By following our retirement planning process, a Forrest Private Wealth financial planner stays true to their investment advice, ignoring the noise and pressures of the market to provide their clients with a stress-free retirement. At Forrest Private Wealth, our financial planners capitalise on an investment philosophy that provides predictable income streams from equity markets, setting clients up for their desired retirement.
Long Term Portfolio
In a month where a lot happened, not much changed for the Long Portfolio, which finished slightly down in April. The period was dominated by geopolitical tension, particularly the sharp escalation in US – China trade dispute following the announcement of sweeping tariffs. This added to ongoing uncertainty around inflation, growth, and the direction of interest rates. Central banks, including the US Federal Reserve, remained cautious, contributing to an unsettled backdrop for risk assets.
As we noted earlier in April, conditions were likely to get messier before any meaningful pivot — and that view has largely played out. While fear remains elevated, signs of a coming policy shift are emerging. We continue to see this dislocation as opportunity in the making. Our underlying managers remain focused on company fundamentals, selectively adding to high-quality businesses trading at more attractive levels. Our disciplined, long-term approach remains unchanged — managing through uncertainty while positioning the portfolio to benefit when sentiment improves.
Short Term Portfolio
April was a month that tested patience and rewarded discipline. Markets were rattled early after President Trump’s unexpected tariff announcement on April 2, sparking a broad selloff across shares, bonds, commodities, and currencies. This sort of “everything down” reaction is rare and highlights how unsettled the market was. While the US softened its stance a week later, uncertainty from these on-again, off-again policy moves has likely already had an impact — slowing growth and adding to inflation risk.
In that context, the Short SMA delivered a steady +0.56% return. It’s not flashy — and that’s the point. When markets are bouncing around like a pinball, we stick to our knitting: protect capital, stay defensive, and focus on quality. This portfolio is designed to reduce surprises and provide stability, and April was a clear example of why that matters.
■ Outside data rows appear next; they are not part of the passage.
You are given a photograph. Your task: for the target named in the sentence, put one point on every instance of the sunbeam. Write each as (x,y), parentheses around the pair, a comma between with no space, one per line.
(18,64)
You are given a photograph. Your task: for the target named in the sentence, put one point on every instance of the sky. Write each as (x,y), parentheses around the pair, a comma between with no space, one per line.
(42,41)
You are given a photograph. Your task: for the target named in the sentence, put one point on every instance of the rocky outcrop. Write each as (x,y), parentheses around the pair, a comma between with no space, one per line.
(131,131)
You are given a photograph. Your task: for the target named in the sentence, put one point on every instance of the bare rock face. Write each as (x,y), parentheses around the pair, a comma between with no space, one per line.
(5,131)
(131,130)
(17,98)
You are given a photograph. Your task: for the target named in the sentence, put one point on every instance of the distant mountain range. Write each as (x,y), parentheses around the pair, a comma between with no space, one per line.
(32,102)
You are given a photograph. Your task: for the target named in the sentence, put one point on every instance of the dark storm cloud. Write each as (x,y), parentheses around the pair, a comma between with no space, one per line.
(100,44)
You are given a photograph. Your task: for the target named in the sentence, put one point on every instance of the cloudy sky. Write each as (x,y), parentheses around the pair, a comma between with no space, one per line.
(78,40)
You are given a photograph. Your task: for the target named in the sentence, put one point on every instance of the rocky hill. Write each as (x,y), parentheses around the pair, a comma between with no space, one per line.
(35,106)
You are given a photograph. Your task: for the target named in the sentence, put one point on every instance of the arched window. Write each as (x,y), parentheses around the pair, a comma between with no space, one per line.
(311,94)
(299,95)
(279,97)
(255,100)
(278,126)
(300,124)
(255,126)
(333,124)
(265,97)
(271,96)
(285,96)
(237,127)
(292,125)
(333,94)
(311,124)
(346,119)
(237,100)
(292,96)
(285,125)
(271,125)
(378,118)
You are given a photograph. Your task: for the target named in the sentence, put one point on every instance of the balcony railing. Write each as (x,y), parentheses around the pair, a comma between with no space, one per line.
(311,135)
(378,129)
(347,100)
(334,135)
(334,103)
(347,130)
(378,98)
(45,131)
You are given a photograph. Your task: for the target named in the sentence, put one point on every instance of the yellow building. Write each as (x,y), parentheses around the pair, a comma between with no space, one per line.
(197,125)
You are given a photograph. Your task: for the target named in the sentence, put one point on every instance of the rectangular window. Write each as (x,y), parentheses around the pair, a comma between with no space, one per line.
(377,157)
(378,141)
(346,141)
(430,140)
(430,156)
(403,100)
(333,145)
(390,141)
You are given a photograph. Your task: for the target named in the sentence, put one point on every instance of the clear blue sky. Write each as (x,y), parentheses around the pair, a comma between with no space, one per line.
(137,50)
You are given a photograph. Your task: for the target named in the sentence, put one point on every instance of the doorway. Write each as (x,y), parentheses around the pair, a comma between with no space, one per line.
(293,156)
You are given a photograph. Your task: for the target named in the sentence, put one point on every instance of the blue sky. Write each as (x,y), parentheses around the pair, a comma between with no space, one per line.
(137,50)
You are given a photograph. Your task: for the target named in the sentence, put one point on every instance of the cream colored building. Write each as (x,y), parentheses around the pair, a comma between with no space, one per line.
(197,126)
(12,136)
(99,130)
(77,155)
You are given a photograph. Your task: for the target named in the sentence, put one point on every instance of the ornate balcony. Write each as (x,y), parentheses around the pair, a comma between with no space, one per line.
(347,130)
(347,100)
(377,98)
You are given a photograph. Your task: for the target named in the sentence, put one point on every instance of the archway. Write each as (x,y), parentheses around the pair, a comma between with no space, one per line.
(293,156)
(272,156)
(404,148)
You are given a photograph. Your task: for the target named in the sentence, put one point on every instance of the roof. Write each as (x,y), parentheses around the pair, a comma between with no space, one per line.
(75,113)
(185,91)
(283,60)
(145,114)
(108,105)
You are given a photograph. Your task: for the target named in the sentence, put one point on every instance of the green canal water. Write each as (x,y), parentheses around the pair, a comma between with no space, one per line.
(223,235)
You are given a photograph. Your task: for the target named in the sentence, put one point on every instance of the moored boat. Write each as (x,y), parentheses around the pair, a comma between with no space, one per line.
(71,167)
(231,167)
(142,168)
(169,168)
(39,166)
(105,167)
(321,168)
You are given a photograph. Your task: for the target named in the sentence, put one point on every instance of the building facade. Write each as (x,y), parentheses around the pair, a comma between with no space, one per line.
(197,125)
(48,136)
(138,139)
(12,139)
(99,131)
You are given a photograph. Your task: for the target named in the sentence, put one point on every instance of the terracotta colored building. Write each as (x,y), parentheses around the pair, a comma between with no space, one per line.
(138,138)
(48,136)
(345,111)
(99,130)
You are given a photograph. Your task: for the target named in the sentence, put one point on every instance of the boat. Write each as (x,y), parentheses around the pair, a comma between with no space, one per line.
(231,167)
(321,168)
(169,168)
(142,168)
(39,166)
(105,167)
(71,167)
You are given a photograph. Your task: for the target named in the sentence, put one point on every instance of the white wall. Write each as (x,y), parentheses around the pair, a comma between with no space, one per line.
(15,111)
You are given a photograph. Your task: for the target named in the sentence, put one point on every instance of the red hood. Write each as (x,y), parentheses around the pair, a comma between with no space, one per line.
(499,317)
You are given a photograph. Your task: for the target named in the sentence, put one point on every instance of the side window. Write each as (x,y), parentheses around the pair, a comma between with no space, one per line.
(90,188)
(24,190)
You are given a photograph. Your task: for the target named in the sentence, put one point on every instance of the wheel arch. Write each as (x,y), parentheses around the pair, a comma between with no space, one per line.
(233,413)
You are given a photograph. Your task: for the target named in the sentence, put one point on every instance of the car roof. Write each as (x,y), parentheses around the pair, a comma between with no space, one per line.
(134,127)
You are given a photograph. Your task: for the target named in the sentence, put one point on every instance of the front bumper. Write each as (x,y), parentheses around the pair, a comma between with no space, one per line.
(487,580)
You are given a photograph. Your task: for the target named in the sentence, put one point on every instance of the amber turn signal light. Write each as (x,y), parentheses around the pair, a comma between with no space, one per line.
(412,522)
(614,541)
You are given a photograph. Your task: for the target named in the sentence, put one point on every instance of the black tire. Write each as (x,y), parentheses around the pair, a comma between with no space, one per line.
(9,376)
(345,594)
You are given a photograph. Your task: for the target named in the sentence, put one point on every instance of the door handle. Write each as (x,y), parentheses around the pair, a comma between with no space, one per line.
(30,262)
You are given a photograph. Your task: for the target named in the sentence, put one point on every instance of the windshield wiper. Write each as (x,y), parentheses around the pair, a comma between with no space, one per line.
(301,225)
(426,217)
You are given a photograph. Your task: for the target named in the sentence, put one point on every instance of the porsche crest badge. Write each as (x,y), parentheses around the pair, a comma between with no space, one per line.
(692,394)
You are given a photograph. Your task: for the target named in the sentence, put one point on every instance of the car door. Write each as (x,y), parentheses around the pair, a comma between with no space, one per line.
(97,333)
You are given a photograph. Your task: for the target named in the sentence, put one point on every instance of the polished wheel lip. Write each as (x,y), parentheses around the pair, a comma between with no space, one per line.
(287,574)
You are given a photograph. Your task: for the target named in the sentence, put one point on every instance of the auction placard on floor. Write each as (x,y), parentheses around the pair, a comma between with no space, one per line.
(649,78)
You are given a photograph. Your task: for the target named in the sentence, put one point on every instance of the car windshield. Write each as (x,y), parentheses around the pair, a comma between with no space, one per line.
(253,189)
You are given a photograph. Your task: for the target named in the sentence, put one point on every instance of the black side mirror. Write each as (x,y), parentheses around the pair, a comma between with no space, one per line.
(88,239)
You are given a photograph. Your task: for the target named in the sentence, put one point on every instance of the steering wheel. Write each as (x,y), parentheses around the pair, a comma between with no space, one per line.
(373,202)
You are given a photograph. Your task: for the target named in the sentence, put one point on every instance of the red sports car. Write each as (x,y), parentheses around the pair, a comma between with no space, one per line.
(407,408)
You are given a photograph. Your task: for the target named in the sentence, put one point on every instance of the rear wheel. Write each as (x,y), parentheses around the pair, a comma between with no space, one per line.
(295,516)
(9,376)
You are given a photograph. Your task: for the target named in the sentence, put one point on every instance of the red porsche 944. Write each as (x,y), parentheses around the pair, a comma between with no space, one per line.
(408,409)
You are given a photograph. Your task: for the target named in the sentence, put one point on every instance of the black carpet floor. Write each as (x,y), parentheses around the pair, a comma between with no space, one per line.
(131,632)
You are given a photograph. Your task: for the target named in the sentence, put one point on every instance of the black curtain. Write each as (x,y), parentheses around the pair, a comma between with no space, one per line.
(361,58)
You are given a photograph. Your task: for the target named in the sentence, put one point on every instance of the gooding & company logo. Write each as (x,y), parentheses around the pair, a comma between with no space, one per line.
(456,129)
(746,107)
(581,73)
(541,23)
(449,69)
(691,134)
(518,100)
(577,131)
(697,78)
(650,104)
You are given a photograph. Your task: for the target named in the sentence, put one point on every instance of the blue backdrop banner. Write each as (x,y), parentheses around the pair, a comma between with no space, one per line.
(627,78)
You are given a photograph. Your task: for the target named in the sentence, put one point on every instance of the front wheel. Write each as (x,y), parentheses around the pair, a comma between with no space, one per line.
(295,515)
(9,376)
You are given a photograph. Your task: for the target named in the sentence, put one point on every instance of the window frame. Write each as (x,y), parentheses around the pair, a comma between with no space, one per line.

The strategy remains unchanged: stay disciplined, avoid the noise, and let quality assets do the work.
Micro Cap Report
April 2025 saw volatility remain a defining feature in global markets. This was largely driven by the escalating trade tensions and volatile economic signals. US technology stocks rebounded strongly after an early selloff, while defensive sectors outperformed in Australia. Commodity markets softened, but gold surged to record highs as investors sought safety.
Following the early April sharp declines markets recovered much of their losses as tariff negotiations progressed. This led to a small positive outcome for the Micro Portfolio.
Forrest Private Wealth’s discipline in providing financial planning, retirement planning, and wealth management services to its clients allows our clients to benefit from years of experience providing financial advice through major impacts to equity markets where staying the course has helped them.
Forrest Private Wealth has a dedicated team of financial planners and support staff providing clients with peace of mind in working towards and achieving their life goals.